During the bumpy ride, I took out one of the pages and examined it again. There was a clear resemblance between that tall blonde and me. I touched my own hair, which was a few inches longer than hers, and traced the contour of my face. Her posture was straight and she looked at ease—I wouldn’t have appeared so self-confident in the same situation, so close to Fidel Castro!

I added years and wrinkles to the woman’s blurred face and envisioned our meeting. Would it be emotional? Awkward? Painful? Could a long-lost mother-daughter bond be restored? I let many scenarios run through my mind (in some, we had slid backward in time and I was still a little girl) until it occurred to me that without a real name, I wasn’t any closer to finding her than before.

Or was I? If she had a Facebook account, or any social media presence, facial recognition technologies could help me track her down. It might be difficult but not impossible.
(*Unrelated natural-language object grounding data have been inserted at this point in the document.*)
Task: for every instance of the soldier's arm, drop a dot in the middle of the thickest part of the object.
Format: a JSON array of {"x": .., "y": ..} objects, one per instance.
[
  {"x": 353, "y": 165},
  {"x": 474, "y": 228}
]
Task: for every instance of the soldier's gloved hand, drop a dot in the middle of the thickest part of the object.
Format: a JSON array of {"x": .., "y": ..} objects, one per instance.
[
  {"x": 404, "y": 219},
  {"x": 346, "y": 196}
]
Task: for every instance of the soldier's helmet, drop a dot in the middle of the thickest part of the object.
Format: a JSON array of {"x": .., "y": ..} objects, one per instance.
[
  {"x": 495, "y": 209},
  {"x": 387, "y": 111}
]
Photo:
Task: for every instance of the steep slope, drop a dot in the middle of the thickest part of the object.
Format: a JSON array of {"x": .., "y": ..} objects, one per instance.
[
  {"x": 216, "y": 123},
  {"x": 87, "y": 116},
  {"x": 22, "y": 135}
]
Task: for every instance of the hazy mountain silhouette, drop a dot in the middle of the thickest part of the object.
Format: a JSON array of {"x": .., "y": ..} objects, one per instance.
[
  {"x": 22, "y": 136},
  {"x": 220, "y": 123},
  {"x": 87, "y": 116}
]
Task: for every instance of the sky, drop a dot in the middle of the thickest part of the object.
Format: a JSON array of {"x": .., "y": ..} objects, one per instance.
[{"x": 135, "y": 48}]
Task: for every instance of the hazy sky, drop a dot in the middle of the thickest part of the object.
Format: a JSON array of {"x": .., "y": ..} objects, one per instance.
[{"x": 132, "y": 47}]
I wouldn’t give up now that a tangible image of “Tania” had finally come to my hands.

I thought of the card with the bars. This was, perhaps, Mamina’s way to “release” what she knew about my mother. The orisha deck had helped, and I was grateful to Candela. But the fact that Mamina had waited so many years to tell me about this write-up still hurt. I could have started looking for Tania much sooner had I known!

As the driver pedaled through the Havana streets, the resentment I felt toward my mother for having abandoned me began to melt. I saw myself again in our backyard under a mango tree, at the ashen hour. “Tania” approached me quietly, her feet not quite touching the gravel path. A smell of roses engulfed me . . . The voice of reason interrupted my reverie. Wait until you find out for sure. It may not be her after all. But my heart said it was. Everything matched Mamina’s story: the date, her presence at the military unit and our similar looks.

I caressed the page and realized I wasn’t angry at Tania anymore for having dropped me “like a hot potato.